Río Cuarto | ventas

Comerciantes piden trabajar juntos para afrontar la crisis

Un recorrido por el Pasaje Dalmasso, la Galería del Cine y la Galería Río Cuarto revela que, ante el mal momento que atraviesan los vendedores, faltan estrategias conjuntas para lograr mejores resultados
 
Las galerías comerciales de la ciudad concentran un centenar de locales de diversos rubros. Sin embargo, consultados por las estrategias para enfrentar la crisis, los vendedores advierten que faltaría lograr mayor unión entre ellos para salir adelante, como generar promociones, publicidades o mejorar los servicios que proveen estos espacios comerciales.

“Nunca nos pudimos poner de acuerdo entre todos los locales para tomar una acción conjunta, como poner un aire acondicionado”, dice a Puntal un relojero que habita el Pasaje Dalmasso hace más de 30 años.

 A pocos metros de su local, el dueño de una tienda de lencería femenina, con más de 20 años de trayectoria, admite que “si se lograra trabajar en conjunto”, se podrían realizar acciones como mejorar el estado de los baños públicos que ofrece la galería. “Nosotros nos debemos a la gente, somos prestadores de servicios”, expresa. Además, opina que otra medida a implementar sería unificar el horario de apertura y cierre de los locales para que no haya comercios cerrados en horario comercial, y que se establezca como norma. 

Nora, dueña de una zapatería femenina en la Galería de Cine, dice que “hay una clientela fija, pero uno quiere agregar más” y que “poner publicidades conjuntas de todas las galerías” podría ser una buena opción para atraer más clientes. “Se ha hecho en algunas oportunidades”, cuenta la mujer que hace doce años que trabaja en el rubro.  

“El problema de esta galería es que hay muchos propietarios y no funciona en conjunto”, afirma el dueño de una tienda de venta de audio y video, que históricamente funcionaba como una disquería en la Galería Río Cuarto. “Yo estuve como administrador dos años y fue difícil. Hacés una reunión y no vienen, entonces no se puede avanzar en nada”, cuenta. 

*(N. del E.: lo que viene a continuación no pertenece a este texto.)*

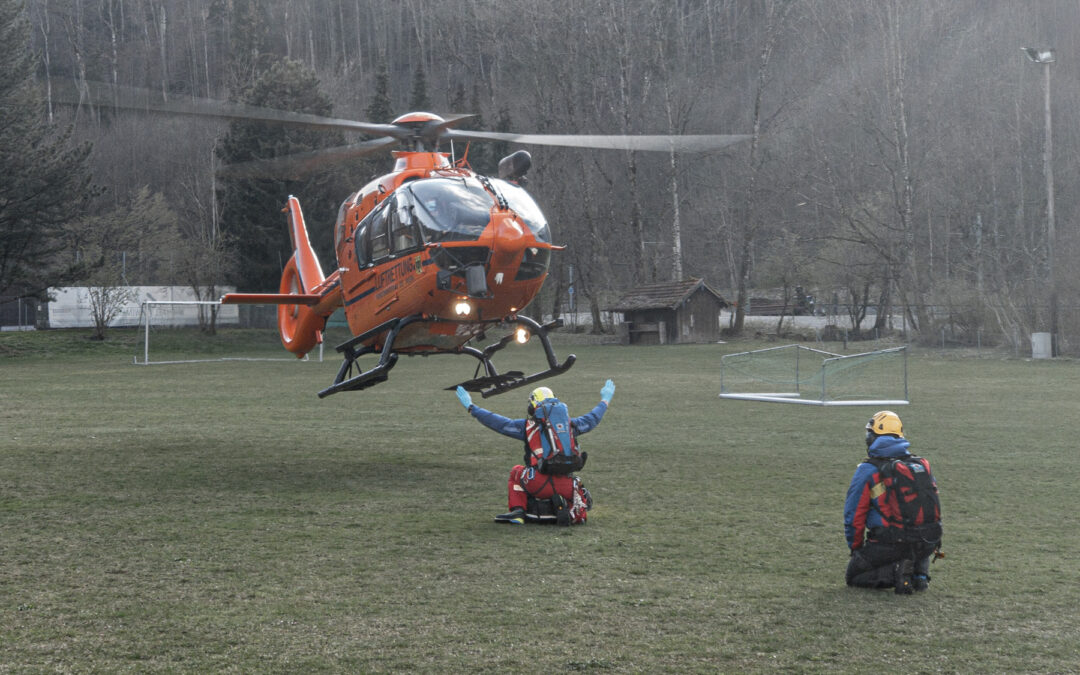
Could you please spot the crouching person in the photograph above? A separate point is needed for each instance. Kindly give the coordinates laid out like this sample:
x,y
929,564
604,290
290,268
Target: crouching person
x,y
544,486
892,514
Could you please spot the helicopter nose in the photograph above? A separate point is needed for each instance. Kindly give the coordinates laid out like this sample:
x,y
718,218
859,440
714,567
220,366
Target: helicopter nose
x,y
509,246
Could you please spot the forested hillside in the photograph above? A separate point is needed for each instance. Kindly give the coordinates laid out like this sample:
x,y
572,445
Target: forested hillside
x,y
896,161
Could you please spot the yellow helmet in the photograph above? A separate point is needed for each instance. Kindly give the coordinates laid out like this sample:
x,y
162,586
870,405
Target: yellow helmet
x,y
539,394
886,422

Además, a su parecer, “no debería haber oficinas administrativas porque repercuten en la mala imagen de la galería”. 

Desamparados



Si bien la falta de unión entre los comerciantes de las galerías aparece nombrado como un elemento contraproducente, también señalan otros factores externos que son díficiles de combatir y que afectan la actividad económica. 

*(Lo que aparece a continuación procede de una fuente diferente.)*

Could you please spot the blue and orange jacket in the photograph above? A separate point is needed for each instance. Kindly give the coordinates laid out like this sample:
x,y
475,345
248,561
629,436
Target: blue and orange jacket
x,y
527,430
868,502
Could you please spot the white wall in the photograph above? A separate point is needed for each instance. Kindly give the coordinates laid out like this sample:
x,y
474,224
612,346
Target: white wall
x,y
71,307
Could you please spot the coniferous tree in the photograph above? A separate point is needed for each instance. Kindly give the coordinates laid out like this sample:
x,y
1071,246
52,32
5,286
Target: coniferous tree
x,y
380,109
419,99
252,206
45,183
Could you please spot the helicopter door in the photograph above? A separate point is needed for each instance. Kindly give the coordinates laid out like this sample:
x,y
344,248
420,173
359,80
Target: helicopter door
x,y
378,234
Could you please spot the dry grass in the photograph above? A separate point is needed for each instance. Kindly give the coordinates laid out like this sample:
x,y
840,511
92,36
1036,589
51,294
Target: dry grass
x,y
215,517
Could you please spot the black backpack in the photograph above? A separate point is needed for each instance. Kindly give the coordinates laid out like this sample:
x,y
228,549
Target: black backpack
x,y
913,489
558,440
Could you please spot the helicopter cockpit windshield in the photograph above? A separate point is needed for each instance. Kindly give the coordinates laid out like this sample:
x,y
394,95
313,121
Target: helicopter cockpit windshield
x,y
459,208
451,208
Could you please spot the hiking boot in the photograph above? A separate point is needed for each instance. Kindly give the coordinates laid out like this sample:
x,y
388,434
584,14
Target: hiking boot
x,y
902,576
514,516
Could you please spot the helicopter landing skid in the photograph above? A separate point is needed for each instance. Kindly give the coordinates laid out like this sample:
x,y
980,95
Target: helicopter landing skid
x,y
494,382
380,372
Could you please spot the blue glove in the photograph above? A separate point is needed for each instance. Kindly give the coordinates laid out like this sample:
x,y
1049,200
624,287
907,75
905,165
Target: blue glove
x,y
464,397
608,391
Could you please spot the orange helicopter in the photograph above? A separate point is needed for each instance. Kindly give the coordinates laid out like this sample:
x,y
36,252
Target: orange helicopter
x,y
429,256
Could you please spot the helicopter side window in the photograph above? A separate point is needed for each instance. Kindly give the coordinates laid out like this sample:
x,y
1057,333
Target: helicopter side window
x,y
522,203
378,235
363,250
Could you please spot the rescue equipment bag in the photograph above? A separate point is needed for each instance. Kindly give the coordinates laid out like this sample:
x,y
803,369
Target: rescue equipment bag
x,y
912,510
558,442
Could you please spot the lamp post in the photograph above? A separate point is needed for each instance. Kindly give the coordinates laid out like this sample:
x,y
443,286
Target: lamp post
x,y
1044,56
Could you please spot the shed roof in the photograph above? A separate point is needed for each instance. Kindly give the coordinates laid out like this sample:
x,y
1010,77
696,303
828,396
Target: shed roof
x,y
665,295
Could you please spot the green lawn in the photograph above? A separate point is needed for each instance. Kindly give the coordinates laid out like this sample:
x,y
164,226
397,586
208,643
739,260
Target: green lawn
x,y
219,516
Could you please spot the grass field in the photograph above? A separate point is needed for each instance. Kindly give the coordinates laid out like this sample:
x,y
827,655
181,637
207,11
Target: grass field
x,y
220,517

“Los locales del centro están muy monopolizados. Hay 7 u 8 dueños de todo. Entonces, ante un aumento de alquiler la respuesta es: ‘Si no te gusta, andate’. Y al comerciante no lo defiende nadie”, señala Marcelo Palacios, dueño de una joyería en la Galería del Cine. 

Por otro lado, critica la presencia de vendedores ambulantes. “Es competencia desleal, no es un trato equitativo. Porque vos pagás impuesto municipal, rentas, costos fijos del local, etcétera y ellos nada. Se debería regular la venta en la calle. En Europa a los manteros no los dejan estar”, sugiere.